Wie es personell mit der CDU weitergeht und welche Rolle künftig CSU-Chef Markus Söder in der Union spielen soll, darüber wurde nicht gesprochen. Nur ganz zum Schluss des Bundesvorstands, der nach dem Präsidium tagte, appellierte die Noch-Vorsitzende Annegret Kramp-Karrenbauer Teilnehmern zufolge an ihre Parteifreunde, über den Sommer Disziplin zu wahren und keine öffentlichen Personaldebatten zu führen.

Das dürfte schwierig werden. Denn in der CDU-Führung wird jedem klar sein, dass die aktuellen Umfragewerte von fast 40 Prozent vor allem eine Momentaufnahme der Coronakrise sind, die zudem im Kern auf die wiedergewonnene Popularität von Kanzlerin Angela Merkel zurückzuführen ist. Die Personalfrage ist also die zentrale Frage der Partei.

Und darum kommt jetzt, wo die Pandemie in Deutschland einigermaßen unter Kontrolle zu sein scheint, auch wieder Bewegung in die Diskussion darüber, wer künftig an der Spitze der CDU stehen und die Union in die Bundestagswahlen führen wird.

In den Gremien war zumindest einer zugeschaltet, dessen Zukunft von der Personalfrage selbst in höchstem Maße betroffen ist: Nordrhein-Westfalens Ministerpräsident Armin Laschet will auf dem CDU-Parteitag im Dezember in Stuttgart die bisherige Vorsitzende beerben, um die Union in die kommende Bundestagswahl zu führen. So der bisherige Stand. Demzufolge tritt Bundesgesundheitsminister Jens Spahn, ebenfalls Teilnehmer der virtuellen Sitzungen am Montagvormittag, im Team mit Laschet um den CDU-Vorsitz an.
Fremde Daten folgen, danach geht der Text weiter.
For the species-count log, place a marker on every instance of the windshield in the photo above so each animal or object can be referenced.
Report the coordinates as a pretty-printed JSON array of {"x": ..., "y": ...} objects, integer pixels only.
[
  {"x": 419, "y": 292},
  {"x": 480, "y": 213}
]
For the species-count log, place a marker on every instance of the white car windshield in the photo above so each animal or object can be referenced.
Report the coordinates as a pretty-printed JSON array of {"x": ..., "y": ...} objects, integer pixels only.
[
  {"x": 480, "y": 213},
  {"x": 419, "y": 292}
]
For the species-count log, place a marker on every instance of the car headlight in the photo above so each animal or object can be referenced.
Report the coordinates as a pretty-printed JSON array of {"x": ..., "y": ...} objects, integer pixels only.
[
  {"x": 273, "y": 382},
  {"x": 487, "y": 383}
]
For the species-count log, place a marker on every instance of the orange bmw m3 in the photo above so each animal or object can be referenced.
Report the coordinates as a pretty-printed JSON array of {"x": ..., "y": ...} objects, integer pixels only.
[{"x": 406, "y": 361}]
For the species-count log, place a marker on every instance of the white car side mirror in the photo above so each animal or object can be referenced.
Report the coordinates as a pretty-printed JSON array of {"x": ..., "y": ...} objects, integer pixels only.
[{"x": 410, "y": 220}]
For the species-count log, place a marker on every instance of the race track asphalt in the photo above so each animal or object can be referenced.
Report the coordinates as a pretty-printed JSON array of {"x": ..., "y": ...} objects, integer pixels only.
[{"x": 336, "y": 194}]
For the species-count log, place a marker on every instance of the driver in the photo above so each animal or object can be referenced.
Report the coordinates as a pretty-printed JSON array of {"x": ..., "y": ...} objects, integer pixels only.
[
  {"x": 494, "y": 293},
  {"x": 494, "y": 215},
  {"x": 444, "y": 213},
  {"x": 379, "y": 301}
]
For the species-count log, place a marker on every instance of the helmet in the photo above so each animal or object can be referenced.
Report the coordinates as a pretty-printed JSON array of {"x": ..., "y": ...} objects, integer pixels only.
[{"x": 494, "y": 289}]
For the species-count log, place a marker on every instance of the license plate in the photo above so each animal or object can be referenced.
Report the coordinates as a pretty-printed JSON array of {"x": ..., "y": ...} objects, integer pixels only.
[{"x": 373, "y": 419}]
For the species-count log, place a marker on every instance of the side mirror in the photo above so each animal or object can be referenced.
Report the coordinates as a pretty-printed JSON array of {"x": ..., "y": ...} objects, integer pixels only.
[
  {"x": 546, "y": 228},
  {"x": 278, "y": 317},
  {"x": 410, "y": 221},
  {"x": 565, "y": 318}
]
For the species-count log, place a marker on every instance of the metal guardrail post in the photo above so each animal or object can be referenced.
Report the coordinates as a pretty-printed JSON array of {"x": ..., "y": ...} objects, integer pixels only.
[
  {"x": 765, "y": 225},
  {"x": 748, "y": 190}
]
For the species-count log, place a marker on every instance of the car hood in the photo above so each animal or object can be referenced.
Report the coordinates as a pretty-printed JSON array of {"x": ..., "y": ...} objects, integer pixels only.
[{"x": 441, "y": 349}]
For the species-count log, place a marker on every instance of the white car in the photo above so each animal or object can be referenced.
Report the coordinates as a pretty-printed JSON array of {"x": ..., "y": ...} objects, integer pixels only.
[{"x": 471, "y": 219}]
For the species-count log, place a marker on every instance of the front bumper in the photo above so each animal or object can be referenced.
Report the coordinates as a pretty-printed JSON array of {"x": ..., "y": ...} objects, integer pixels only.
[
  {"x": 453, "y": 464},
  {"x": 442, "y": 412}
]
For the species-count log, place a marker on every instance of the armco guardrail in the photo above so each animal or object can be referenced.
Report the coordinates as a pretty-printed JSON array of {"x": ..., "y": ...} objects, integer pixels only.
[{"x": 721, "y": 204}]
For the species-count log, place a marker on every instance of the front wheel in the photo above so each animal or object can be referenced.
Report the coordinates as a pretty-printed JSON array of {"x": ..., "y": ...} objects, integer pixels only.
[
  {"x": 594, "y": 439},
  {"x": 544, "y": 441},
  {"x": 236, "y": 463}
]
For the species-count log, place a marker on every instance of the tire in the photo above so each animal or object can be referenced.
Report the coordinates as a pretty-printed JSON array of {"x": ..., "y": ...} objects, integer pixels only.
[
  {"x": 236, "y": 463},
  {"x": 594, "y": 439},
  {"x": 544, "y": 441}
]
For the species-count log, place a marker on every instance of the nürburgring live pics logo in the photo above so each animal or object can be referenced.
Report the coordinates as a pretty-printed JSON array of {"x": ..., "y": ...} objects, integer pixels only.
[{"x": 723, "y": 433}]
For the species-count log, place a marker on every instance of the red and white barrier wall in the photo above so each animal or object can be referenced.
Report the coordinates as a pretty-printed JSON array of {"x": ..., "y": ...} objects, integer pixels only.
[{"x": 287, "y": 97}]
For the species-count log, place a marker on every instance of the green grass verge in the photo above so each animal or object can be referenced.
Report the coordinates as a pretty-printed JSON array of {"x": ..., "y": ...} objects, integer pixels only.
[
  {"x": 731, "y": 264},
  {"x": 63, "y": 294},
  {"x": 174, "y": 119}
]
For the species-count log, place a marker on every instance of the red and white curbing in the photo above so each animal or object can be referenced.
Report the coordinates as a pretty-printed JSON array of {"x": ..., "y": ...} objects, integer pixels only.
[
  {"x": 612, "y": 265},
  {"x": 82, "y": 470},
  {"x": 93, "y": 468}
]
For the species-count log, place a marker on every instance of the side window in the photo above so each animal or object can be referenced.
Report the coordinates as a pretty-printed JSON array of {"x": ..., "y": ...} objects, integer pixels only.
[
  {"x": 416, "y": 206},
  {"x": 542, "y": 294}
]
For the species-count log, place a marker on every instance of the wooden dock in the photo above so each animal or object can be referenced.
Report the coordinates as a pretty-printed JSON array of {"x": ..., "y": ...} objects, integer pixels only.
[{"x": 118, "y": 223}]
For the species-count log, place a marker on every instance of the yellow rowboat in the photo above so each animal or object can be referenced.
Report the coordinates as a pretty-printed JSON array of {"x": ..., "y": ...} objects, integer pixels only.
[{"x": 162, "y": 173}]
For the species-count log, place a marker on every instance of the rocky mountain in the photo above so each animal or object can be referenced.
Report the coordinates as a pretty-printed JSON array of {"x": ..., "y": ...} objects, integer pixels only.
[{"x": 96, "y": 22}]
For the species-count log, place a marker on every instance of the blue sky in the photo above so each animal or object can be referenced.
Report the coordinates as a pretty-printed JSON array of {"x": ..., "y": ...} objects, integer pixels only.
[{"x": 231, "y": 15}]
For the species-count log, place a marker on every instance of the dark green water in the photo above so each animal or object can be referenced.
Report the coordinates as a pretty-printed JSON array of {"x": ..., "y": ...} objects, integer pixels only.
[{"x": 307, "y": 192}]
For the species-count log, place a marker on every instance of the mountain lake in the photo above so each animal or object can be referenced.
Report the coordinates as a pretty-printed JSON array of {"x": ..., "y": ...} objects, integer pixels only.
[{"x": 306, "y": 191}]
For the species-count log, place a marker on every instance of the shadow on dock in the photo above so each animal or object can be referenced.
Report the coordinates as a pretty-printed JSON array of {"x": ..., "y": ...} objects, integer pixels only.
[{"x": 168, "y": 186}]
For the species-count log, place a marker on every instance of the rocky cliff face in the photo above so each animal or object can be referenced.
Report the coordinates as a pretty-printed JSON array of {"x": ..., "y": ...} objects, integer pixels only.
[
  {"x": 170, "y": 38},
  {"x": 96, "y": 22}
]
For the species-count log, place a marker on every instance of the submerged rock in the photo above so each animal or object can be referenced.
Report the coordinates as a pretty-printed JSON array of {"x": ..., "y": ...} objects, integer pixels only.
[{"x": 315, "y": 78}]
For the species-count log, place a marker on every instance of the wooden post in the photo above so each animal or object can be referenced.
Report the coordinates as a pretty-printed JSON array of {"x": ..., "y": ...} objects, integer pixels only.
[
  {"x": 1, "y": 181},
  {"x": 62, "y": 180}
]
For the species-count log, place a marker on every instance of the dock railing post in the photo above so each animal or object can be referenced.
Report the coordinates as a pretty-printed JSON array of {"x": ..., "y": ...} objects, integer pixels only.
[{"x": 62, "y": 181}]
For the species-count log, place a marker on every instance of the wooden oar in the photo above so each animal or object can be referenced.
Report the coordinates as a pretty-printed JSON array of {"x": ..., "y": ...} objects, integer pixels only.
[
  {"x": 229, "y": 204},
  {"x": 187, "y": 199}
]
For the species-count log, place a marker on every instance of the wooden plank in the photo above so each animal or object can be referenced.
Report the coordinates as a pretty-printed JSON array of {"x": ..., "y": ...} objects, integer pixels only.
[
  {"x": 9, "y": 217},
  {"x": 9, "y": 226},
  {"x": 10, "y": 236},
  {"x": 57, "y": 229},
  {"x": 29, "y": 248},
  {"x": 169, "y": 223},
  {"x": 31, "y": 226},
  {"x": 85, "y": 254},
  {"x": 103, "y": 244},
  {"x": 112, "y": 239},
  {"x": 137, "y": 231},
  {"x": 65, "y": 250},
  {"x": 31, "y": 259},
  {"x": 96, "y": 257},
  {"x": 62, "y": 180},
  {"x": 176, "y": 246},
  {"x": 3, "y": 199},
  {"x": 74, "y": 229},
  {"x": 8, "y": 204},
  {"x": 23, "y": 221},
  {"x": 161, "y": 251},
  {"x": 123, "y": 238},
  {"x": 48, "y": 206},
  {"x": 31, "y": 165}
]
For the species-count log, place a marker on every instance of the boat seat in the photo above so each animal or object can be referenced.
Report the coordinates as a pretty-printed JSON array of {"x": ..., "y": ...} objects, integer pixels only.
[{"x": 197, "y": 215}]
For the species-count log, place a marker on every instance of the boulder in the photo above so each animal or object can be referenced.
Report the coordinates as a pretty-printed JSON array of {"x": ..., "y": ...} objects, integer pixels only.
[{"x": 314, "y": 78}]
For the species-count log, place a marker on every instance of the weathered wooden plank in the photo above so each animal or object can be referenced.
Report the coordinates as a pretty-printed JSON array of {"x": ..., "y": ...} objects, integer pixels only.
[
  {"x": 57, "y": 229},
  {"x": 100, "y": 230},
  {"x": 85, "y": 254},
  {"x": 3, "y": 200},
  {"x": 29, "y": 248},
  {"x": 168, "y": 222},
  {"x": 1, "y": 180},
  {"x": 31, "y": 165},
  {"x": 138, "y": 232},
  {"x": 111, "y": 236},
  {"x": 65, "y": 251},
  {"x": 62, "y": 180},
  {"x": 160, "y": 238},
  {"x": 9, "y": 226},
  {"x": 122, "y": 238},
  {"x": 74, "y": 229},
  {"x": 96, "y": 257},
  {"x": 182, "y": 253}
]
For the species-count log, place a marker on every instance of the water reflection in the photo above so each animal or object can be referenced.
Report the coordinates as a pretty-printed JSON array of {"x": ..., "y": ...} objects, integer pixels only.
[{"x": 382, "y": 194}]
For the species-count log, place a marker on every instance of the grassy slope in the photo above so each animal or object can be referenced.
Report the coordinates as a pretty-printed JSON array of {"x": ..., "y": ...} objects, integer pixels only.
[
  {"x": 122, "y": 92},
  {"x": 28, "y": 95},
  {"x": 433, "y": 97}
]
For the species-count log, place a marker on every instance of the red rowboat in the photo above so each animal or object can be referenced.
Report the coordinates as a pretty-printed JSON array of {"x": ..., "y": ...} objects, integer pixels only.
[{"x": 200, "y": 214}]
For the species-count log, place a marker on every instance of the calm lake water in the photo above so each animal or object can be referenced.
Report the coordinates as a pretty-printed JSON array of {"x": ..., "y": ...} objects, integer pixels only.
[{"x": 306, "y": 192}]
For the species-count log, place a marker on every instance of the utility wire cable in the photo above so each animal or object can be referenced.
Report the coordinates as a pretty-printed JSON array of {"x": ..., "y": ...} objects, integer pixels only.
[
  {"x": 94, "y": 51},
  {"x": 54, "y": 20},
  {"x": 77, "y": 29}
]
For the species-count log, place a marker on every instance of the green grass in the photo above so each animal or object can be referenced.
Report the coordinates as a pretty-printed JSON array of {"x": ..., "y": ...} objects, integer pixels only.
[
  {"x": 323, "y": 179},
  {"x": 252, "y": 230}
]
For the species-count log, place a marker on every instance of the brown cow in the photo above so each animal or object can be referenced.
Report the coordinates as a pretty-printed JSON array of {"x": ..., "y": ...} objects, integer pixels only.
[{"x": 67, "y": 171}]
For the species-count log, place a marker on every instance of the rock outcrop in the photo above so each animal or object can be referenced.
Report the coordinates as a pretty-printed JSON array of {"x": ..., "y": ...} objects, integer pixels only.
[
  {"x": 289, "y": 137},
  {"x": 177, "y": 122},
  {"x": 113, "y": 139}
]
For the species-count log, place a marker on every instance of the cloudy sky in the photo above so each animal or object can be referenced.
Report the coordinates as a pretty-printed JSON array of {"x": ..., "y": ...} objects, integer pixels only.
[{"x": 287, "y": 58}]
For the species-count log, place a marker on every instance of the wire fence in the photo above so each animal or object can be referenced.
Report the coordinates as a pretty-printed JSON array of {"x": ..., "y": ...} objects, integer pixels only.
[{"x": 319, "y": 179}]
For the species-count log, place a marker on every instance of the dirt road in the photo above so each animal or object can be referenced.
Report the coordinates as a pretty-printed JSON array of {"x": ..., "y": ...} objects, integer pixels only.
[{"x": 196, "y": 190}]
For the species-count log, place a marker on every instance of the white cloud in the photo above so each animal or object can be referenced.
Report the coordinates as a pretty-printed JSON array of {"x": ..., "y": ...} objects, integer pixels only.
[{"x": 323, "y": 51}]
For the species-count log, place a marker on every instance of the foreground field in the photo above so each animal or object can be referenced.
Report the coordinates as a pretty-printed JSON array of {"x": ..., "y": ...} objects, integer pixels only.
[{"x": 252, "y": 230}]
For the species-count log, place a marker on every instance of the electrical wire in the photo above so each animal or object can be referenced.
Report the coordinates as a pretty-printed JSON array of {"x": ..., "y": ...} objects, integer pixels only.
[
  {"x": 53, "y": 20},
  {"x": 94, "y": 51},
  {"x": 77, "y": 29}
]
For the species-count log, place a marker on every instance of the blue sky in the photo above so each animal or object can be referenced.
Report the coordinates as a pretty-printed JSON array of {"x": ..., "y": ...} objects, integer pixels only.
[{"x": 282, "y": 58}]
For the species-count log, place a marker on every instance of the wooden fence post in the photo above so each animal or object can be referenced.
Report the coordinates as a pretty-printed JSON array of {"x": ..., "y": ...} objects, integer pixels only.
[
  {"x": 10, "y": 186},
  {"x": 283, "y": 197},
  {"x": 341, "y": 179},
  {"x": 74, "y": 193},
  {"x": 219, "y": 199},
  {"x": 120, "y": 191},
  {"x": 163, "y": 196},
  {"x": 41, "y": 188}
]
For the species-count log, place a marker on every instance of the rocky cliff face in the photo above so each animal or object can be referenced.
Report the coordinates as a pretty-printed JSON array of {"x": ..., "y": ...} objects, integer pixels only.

Aber wird diese Aufstellung bis Dezember wirklich halten, da der Bayer und Christsoziale Söder unter den Bürgern im Rest der Republik wie unter Christdemokraten immer mehr an Zustimmung gewinnt? Welche Rolle kommt Norbert Röttgen, Außenseiterkandidat für den CDU-Vorsitz, in der Debatte zu? Und was ist eigentlich mit Friedrich Merz, der ebenfalls CDU-Chef und Unions-Kanzlerkandidat werden will?

Die wichtigsten Fragen und Antworten:

  • Warum hat Röttgen die Debatte erst richtig eröffnet?

Dass Röttgen im Dezember als Kramp-Karrenbauers Nachfolger gewählt wird, ist unwahrscheinlich. Aber der CDU-Bundestagsabgeordnete und Außenpolitiker hat vergangene Woche einen Beitrag dazu geleistet, dass die Söder-Debatte in der Union erst richtig Fahrt aufnehmen konnte. "Aber er muss, falls notwendig, eben auch die andere Rolle annehmen, also Vorsitzender sein und nicht Kanzlerkandidat", sagte er im Interview mit der FAZ über den künftigen CDU-Chef. Mit anderen Worten: Der CDU-Vorsitzende müsse nicht zwingend Kanzlerkandidat werden.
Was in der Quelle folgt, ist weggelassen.